En el 90% de los casos, la resolución es espontánea durante los primeros años de vida. Es importante no confundir la fimosis con las adherencias balanoprepuciales, donde el prepucio está simplemente "pegado" al glande, un proceso natural que no requiere intervención.
Tipos y grados de fimosis
Además de la forma fisiológica, existe la fimosis adquirida o patológica, secundaria a procesos inflamatorios o infecciosos que generan cicatrices, reduciendo la elasticidad del prepucio. Los grados de fimosis se clasifican según la capacidad de retracción:
| Grado | Descripción |
|---|---|
| Grado I | Retracción completa del prepucio con anillo fibrótico en el borde. |
| Grado II | Retracción parcial del prepucio. |
| Grado III | Retracción que solo permite ver el meato uretral. |
| Grado IV | Fimosis puntiforme que imposibilita cualquier retracción. |
Recomendaciones para el cuidado e higiene
Una práctica muy extendida en el pasado era el "tirón" forzado del prepucio, una maniobra actualmente contraindicada. Esta acción es dolorosa y puede producir microheridas, cicatrices y pérdida de elasticidad, convirtiendo una fimosis fisiológica en una patológica.
Hasta los 3 años, el pediatra suele recomendar una actitud de "espera vigilante" con medidas higiénicas suaves durante el baño, retrayendo la piel solo hasta donde sea posible sin forzar ni producir dolor.
Higiene y cuidado del Prepucio
Tratamientos médicos y quirúrgicos
Tratamiento médico tópico
A partir de los 3-4 años, si la fimosis persiste, se puede optar por el tratamiento con corticoides tópicos (como betametasona al 0,05% o 0,1%).
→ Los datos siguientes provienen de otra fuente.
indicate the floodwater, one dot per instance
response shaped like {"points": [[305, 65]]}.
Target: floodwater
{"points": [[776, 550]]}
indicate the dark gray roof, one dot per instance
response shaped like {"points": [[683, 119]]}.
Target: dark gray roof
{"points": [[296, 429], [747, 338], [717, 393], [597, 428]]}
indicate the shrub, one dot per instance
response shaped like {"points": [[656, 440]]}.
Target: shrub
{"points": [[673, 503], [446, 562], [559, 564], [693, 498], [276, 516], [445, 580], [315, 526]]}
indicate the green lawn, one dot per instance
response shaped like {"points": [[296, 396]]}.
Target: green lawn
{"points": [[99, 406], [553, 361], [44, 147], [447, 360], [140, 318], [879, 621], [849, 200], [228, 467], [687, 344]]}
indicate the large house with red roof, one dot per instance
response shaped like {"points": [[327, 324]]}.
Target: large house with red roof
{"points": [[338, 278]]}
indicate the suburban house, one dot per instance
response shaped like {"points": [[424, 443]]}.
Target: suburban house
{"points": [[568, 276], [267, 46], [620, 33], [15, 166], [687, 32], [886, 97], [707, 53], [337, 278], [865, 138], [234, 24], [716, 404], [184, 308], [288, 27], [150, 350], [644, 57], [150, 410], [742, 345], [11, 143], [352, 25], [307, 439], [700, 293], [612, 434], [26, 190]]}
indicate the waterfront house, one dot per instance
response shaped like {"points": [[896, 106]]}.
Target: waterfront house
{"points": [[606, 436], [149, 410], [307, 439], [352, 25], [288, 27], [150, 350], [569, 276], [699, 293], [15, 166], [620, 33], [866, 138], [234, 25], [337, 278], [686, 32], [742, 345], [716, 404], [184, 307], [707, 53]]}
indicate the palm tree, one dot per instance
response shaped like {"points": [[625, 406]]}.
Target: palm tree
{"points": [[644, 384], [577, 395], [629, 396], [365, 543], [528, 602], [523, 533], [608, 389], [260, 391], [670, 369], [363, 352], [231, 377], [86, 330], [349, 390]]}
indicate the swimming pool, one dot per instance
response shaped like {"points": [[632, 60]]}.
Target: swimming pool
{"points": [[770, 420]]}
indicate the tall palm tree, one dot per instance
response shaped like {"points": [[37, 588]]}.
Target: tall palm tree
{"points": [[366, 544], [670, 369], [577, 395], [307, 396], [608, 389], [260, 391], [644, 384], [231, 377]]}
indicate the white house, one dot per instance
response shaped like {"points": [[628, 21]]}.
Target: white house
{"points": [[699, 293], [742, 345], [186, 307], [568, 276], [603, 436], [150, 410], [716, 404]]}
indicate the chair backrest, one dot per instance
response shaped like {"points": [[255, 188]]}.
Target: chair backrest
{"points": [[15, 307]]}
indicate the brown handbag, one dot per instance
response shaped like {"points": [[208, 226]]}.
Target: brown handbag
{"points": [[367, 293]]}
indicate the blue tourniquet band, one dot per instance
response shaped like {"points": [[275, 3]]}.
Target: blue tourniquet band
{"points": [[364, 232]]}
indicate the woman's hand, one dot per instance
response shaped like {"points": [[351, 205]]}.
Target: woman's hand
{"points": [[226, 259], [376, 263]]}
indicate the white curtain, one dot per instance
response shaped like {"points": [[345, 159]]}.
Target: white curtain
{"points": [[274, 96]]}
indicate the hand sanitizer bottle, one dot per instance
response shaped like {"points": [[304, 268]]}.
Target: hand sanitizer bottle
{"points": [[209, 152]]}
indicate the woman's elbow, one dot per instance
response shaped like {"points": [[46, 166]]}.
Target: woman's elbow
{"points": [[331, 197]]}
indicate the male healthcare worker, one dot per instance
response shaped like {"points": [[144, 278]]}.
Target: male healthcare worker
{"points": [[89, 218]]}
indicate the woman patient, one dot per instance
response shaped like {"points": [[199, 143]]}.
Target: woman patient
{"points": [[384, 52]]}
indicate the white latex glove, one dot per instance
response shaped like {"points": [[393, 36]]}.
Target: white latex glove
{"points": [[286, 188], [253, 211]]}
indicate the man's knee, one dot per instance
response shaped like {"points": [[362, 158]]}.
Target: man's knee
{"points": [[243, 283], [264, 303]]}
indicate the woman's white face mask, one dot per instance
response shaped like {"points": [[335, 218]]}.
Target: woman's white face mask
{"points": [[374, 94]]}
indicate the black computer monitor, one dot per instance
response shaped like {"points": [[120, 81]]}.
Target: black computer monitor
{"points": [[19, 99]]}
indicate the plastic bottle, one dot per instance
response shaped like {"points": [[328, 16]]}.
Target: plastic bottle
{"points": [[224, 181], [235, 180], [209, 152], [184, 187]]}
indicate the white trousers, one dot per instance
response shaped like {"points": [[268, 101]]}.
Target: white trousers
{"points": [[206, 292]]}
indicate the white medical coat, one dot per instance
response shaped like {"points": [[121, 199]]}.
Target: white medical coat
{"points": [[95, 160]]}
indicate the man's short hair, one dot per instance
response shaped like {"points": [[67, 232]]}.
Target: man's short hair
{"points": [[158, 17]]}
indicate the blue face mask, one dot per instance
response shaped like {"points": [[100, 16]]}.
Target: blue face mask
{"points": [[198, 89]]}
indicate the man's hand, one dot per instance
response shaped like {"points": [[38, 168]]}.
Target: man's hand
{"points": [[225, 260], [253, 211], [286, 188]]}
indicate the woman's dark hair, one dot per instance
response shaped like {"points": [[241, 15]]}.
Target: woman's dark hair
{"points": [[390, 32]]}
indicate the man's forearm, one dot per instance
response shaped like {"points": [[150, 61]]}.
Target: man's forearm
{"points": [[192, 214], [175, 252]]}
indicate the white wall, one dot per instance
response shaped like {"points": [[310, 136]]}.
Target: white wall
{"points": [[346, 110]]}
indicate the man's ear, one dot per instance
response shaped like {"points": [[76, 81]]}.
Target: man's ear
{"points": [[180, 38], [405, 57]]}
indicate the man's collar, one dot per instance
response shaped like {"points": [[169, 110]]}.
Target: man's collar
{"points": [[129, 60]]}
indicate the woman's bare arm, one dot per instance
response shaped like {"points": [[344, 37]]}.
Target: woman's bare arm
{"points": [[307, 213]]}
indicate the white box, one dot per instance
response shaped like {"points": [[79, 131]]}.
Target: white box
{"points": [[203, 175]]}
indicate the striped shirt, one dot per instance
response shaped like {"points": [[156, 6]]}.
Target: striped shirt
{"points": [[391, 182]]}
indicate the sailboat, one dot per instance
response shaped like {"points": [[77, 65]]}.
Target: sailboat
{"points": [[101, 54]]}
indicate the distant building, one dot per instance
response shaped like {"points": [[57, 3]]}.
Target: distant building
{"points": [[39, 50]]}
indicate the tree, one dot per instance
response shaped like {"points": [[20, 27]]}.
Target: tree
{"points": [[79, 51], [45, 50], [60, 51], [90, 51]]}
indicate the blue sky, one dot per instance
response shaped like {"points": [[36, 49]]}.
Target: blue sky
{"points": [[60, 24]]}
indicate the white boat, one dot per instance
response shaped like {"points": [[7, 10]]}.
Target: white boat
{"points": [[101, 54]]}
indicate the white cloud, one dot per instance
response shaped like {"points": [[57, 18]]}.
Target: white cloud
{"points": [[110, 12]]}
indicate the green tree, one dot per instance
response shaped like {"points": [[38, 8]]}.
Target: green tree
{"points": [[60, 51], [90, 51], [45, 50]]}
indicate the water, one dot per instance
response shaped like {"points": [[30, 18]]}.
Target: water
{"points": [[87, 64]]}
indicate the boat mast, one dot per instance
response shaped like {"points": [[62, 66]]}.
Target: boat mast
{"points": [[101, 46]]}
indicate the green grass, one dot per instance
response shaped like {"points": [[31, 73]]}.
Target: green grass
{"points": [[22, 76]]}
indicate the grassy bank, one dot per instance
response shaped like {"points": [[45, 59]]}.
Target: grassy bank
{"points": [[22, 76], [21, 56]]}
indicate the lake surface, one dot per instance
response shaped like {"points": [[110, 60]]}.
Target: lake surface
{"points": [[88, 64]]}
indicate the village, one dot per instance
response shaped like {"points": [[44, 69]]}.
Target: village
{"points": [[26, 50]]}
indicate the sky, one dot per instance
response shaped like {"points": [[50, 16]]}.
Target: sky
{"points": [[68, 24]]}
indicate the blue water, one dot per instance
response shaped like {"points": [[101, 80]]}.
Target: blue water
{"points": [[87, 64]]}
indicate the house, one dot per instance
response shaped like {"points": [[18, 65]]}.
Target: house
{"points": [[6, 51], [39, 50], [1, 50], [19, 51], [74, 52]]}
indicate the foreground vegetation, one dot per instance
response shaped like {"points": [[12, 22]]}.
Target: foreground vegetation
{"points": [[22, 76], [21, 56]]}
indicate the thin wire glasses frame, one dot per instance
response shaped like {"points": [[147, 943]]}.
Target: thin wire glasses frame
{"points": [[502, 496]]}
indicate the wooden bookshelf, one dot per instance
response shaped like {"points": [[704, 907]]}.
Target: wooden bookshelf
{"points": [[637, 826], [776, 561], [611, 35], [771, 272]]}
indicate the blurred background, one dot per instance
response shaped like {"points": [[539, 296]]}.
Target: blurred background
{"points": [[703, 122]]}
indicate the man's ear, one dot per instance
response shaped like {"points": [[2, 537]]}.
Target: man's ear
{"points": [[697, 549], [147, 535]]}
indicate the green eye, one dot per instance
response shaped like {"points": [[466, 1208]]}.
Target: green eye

Este procedimiento consiste en aplicar una fina capa de pomada en el tercio distal del prepucio cada 12 horas, combinado con retracciones suaves y progresivas durante 4 a 8 semanas. Su tasa de éxito oscila entre el 80% y el 95%, evitando la cirugía en la mayoría de los casos.
Indicaciones de cirugía (circuncisión)
La intervención quirúrgica se reserva para casos específicos tras agotar el tratamiento conservador o ante complicaciones claras:
- Fracaso tras dos ciclos de tratamiento con corticoides tópicos.
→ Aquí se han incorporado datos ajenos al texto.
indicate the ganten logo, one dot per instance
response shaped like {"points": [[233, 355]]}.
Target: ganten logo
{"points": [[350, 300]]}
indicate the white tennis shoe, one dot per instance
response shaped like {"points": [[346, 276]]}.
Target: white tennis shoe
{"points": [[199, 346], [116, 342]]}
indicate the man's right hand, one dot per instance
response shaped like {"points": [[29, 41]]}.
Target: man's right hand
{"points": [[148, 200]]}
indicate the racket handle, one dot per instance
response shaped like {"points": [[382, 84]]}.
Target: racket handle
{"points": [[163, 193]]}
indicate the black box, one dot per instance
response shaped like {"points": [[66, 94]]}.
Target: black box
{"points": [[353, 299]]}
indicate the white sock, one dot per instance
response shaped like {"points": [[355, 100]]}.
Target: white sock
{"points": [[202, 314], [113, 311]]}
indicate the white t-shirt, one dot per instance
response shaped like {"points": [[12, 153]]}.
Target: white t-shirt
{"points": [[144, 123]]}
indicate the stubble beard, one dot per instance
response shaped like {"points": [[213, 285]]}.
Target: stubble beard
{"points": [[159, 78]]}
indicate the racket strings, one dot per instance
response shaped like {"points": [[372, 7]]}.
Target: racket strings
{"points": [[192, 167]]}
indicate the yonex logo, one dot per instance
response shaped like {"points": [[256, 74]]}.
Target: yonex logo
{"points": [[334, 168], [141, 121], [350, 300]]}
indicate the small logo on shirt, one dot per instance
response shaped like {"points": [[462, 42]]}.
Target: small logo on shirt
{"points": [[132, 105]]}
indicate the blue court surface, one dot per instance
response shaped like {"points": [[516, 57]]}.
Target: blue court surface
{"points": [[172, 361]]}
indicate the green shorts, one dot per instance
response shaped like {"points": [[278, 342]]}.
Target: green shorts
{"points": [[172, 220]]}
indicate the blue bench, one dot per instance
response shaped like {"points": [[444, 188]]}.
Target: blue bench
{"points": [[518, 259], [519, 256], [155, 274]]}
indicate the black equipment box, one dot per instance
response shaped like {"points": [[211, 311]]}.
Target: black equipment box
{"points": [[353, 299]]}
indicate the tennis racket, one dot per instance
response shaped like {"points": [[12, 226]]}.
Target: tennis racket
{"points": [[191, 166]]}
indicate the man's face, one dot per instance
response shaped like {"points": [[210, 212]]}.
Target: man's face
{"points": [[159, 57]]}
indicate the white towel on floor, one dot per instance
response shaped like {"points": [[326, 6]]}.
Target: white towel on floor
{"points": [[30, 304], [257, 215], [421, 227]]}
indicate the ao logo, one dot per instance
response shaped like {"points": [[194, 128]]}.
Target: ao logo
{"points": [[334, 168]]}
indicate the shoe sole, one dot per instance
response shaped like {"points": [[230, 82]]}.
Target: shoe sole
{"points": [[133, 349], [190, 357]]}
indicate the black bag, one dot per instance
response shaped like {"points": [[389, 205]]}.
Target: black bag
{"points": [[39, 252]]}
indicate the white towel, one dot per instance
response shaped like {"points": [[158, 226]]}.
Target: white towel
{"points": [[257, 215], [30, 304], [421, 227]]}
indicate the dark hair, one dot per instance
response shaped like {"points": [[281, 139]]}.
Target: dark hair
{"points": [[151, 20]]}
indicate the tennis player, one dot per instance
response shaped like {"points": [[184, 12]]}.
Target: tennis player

- Infecciones urinarias de repetición.
- Balanitis recurrentes o balanitis xerótica (liquen atrófico).
- Presencia de globo prepucial (hinchazón del prepucio al orinar por obstrucción).
- Episodios previos de parafimosis.
Complicación urgente: La parafimosis
La parafimosis es una situación de urgencia. Ocurre cuando un prepucio demasiado estrecho se retrae por detrás de la corona del glande y queda atrapado, actuando como un torniquete que impide el retorno venoso y produce edema. Si esto ocurre, se debe acudir a urgencias de inmediato para reducir el prepucio de forma manual o, en última instancia, mediante cirugía.